"How can we support each other in dire times across the national borders"
"I felt a moment of gratitude when Ukrainian artist and filmmaker Oleksiy Radinsky started his talk by expressing solidarity to Polish cultural workers during the second day of the conference. This left me thinking–how can we support each other in dire times across the national borders when a lot of the cultural infrastructure is still based on national funding systems and dependent on ideologies and political situations in each country."
During the rich and stimulating days of the conference, it was impossible to ignore the context we were gathering at – the one that Polish cultural workers were enduring from day to day – that being the ever-closer grip of the far-right conservative government over local matters, cultural institutions including. A recent replacement of the director of Warsaw’s Zacheta National Gallery of Art was announced recently and sparked significant protests, and more are to follow, slowly eroding the critical fabric of the thriving art ecosystem.
Consequently, I felt a moment of gratitude when Ukrainian artist and filmmaker Oleksiy Radinsky started his talk by expressing solidarity to Polish cultural workers during the second day of the conference. This left me thinking–how can we support each other in dire times across the national borders when a lot of the cultural infrastructure is still based on national funding systems and dependent on ideologies and political situations in each country.
Radinsky started his talk with the Polish Ujazdowski Castle that has mounted its first openly fascist exhibition and continued Ukrainian locale, the importance to reconsider the role of museums, monuments, and public space in the face of ever more profound erosion of possibility of debate between the left-liberals and right conservatives.
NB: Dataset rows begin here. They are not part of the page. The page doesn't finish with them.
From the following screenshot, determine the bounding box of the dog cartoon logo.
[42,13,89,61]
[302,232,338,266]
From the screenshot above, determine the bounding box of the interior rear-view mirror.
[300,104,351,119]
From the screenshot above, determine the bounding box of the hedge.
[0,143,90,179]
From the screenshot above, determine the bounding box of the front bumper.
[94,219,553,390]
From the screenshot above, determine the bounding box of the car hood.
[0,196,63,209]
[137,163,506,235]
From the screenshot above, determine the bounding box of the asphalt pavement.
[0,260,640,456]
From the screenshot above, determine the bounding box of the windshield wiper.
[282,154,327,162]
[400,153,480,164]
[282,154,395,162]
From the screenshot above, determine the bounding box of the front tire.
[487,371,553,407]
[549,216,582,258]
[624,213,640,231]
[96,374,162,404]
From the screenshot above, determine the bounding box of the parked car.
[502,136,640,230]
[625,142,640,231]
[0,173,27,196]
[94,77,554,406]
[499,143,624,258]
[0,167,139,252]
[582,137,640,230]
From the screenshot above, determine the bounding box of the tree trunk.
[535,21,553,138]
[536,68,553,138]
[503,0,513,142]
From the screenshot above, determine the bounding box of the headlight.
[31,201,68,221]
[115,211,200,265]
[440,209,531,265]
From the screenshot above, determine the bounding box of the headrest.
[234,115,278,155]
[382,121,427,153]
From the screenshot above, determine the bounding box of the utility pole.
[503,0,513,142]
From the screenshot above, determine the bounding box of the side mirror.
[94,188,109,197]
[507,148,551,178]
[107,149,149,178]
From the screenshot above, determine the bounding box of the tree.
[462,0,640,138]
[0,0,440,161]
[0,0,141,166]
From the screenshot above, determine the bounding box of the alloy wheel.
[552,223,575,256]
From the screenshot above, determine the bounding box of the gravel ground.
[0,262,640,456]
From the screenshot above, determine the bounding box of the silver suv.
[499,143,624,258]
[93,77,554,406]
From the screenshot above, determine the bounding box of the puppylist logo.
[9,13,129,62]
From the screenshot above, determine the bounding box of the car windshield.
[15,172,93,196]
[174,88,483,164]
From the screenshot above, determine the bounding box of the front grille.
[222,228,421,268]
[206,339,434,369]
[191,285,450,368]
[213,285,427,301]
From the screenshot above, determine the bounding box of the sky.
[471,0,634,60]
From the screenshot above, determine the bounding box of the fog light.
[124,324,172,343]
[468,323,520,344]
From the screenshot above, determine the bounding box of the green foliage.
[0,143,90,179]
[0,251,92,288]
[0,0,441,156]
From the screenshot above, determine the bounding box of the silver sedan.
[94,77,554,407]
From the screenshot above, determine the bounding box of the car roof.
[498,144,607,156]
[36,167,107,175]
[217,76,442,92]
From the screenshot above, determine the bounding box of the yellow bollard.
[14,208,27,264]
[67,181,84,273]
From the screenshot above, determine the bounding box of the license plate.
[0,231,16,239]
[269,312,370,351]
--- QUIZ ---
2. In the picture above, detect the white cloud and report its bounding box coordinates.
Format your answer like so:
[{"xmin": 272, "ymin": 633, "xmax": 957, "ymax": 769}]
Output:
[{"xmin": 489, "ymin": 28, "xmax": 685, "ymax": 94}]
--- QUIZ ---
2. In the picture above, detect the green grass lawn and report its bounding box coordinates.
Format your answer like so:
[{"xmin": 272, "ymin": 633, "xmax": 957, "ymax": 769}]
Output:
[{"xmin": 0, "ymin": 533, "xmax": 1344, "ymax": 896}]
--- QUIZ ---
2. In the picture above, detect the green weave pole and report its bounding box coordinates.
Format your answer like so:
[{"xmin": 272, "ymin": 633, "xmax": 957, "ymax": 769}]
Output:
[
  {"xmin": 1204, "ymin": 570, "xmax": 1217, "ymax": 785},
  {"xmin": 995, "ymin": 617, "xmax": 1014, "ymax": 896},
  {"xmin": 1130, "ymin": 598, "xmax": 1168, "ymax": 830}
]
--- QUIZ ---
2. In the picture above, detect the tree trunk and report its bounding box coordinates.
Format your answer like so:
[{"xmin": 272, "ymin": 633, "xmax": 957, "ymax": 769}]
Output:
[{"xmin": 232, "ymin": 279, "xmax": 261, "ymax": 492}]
“Why don’t we switch from the conflict between liberalism and fascism, where liberalism, unfortunately, tends to lose, towards that of socialism and capitalism?” he proposed. Capitalism excels at pitting excluded groups against each other, keeping a solid ground for continuing its extractive logic that we all suffer from. Thus, we should be referring back to socialism as an ontologically different model of society.
One of the ways to experience that socialism, according to Radinsky, is the provincial non-art museums. We all recognize those, and many of us find it curiosity or simply irrelevant in the contemporary world, often acutely under-financed and under-valued. The examples Radinsky gives start with a Soviet sculptor Ivan Shadr “Stone Is a Weapon of the Proletariat” (1927). The next step in his presentation is the Maidan which took place in 2014 in front of the National Art Museum of Ukraine, led by the Ukrainian citizens. Radinsky noted that one could say that this artwork was reenacted in front of this museum until the regime finally fell. The proletariat used the stone and won.
At the same time, Ukraine’s rising nationalism is characterized by decommunization, which involves getting rid of communist heritage in public space. That also means making private what was once public. If it’s a public space that is to be decommunized, the situation is clear–that includes monuments, mosaics, etc., but the problems arise if a whole museum should be decommunized. The previously mentioned provincial museums are museums of regional history, natural history, or local lore. Together with other artists, Radinsky is trying to reimagine those museums as community centers, spaces for artistic contributions, and dialogue. Those spaces and the radically rethought socialist remnants that they carried can serve as a future-oriented socially ecological plan for our planetary co-habitation, a yearning that was in one way or another echoed in many other talks.